The feeling of his body against mine is so good, so strong and solid. I find comfort in the warmth of his touch and the rhythm of his chest as he breathes. Because here on the edge of my old life, I have never felt the loss of myself more keenly. The loss of my son. And at that moment Guy’s touch and presence might be the only thing that keeps me from breaking. It feels like Andrew in the old mill all over again, the only thing capable of saving me from the pain of what my life has become.
‘Maybe your parents cleared the house while you were in hospital.’
He brushes a tear from my cheek, and as I look up, his hand still on my skin, our eyes meet. For a second he stares at me, our faces only an inch apart. I can feel his hesitant fingers on my back. There’s something in this moment, expectation and possibility. I freeze, unsure what I want. Even what I need.
Then his grip tightens against me, his instincts taking over. He pushes me back against the cupboard, his movements slow but certain. His hands move up into my hair and I can feel the weight of his body against mine. He kisses my lips, slowly at first, then more urgently. I feel his stubble graze against my skin, the sensation rippling through my body as he presses up against me.
It has been so long since somebody held me like this, craved me in this way. Even Andrew at the end didn’t want me like this. At least I don’t think so. I kiss him back, feel the closeness, the connection of skin against skin. I fumble at his clothes, kiss his neck with desire. His body fits together with mine as he hoists me up onto the chest of drawers. My scarred right leg is painful and hot, his actions almost forceful. But then as he pulls on my hair to tilt my head back I feel something return to me, a sensation I have felt before, the tingle on my scalp as a hand moves through my thick, unruly hair. Something familiar, a situation just like this. And that’s when a vision of Ben comes to me, leaning in to kiss me in the stables of my parents’ house. Just like Jess told me. When was that? I draw back abruptly. This man is not my husband.
‘I can’t do this,’ I say, pulling away. ‘It’s not right.’ I have an urge to stop, not to cheat. It surpasses my desire to be close to Guy. But is this even cheating? Am I still married? Does it count even if I am?
He steps away from me, straightens his clothes. ‘I’m sorry, I shouldn’t have brought you here. It’s my fault.’ He adjusts himself, uncomfortable, still aroused despite my resistance. ‘It’s not your fault, Chloe, it’s just…’ He pauses; looks towards the door. ‘Shh,’ he says, his voice no louder than a whisper, his finger to his lips. ‘Did you hear that?’
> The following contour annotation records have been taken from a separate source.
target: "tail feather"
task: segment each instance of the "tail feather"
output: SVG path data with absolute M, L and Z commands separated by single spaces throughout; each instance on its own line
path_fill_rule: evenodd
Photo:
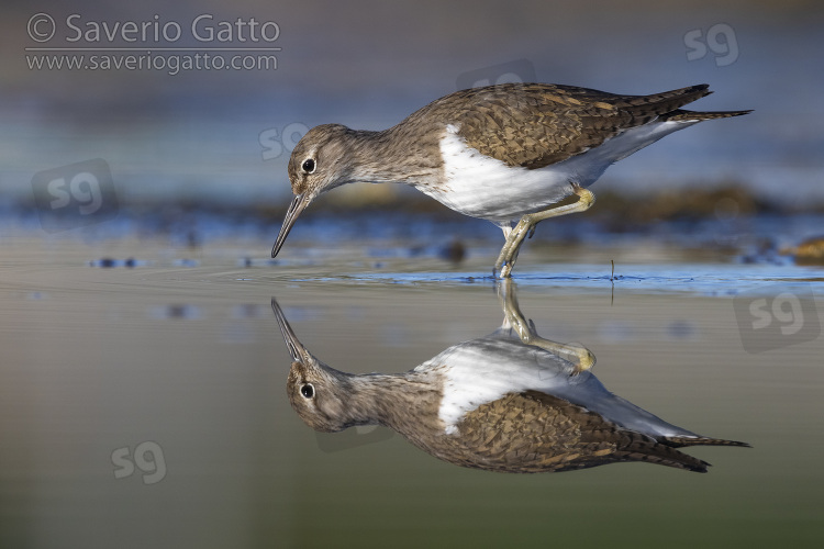
M 659 120 L 662 121 L 682 121 L 682 122 L 701 122 L 703 120 L 714 119 L 728 119 L 732 116 L 742 116 L 748 114 L 753 110 L 747 111 L 715 111 L 715 112 L 700 112 L 700 111 L 687 111 L 683 109 L 676 109 L 675 111 L 661 114 Z
M 753 448 L 747 442 L 739 442 L 737 440 L 725 440 L 723 438 L 661 437 L 659 440 L 673 448 L 681 448 L 683 446 L 739 446 L 743 448 Z

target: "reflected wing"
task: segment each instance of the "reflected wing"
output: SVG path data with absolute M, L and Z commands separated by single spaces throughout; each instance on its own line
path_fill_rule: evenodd
M 622 429 L 599 414 L 536 391 L 510 393 L 482 404 L 466 414 L 458 429 L 461 451 L 442 457 L 466 467 L 544 472 L 647 461 L 706 472 L 708 466 L 646 435 Z

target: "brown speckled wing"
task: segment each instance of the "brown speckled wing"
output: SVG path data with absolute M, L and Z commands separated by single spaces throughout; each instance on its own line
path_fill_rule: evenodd
M 584 153 L 658 116 L 686 114 L 678 109 L 708 93 L 706 85 L 617 96 L 571 86 L 508 83 L 463 90 L 428 108 L 443 109 L 444 119 L 460 124 L 459 135 L 481 154 L 535 169 Z
M 647 461 L 705 472 L 708 464 L 537 391 L 510 393 L 482 404 L 457 427 L 460 435 L 456 442 L 464 451 L 442 457 L 488 470 L 534 473 Z

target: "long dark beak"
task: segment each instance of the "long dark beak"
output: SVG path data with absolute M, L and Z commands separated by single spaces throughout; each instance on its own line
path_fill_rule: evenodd
M 278 233 L 278 238 L 275 240 L 275 246 L 271 247 L 271 257 L 278 255 L 278 251 L 280 251 L 280 248 L 286 242 L 286 237 L 289 236 L 289 231 L 292 229 L 294 222 L 298 221 L 298 215 L 300 215 L 300 212 L 309 205 L 310 200 L 304 199 L 305 193 L 296 194 L 294 199 L 292 199 L 292 203 L 289 204 L 289 210 L 286 211 L 286 217 L 283 219 L 283 225 L 280 227 L 280 233 Z
M 278 326 L 280 326 L 280 334 L 283 336 L 283 341 L 289 349 L 289 355 L 292 356 L 292 360 L 296 362 L 303 362 L 305 360 L 307 348 L 300 343 L 298 336 L 294 335 L 294 330 L 286 320 L 283 311 L 278 305 L 275 298 L 271 299 L 271 310 L 275 313 L 275 318 L 278 320 Z

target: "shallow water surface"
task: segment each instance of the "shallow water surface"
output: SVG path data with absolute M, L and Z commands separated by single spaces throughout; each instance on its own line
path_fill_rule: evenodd
M 620 260 L 612 276 L 610 255 L 526 254 L 514 290 L 541 336 L 588 348 L 623 399 L 753 448 L 686 449 L 708 474 L 521 475 L 446 463 L 383 427 L 310 429 L 270 307 L 338 370 L 402 372 L 501 326 L 492 254 L 272 264 L 268 246 L 4 240 L 0 546 L 821 539 L 821 269 Z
At first I can’t hear anything, at least nothing other than the people outside, the ever-present seagulls. We wait in silence for a moment longer, and then I hear knocking on the front door, followed by a voice. Somebody is calling my name.
Guy moves first, quick footsteps as he fiddles his shirt back into his trousers. I straighten my hair as best I can, check the damp dressing on my head is still in place. Then I follow him as he descends the first few steps. The voice calls out again.
‘Chloe, is that you?’ It’s a man’s voice. ‘Chloe, have you come home?’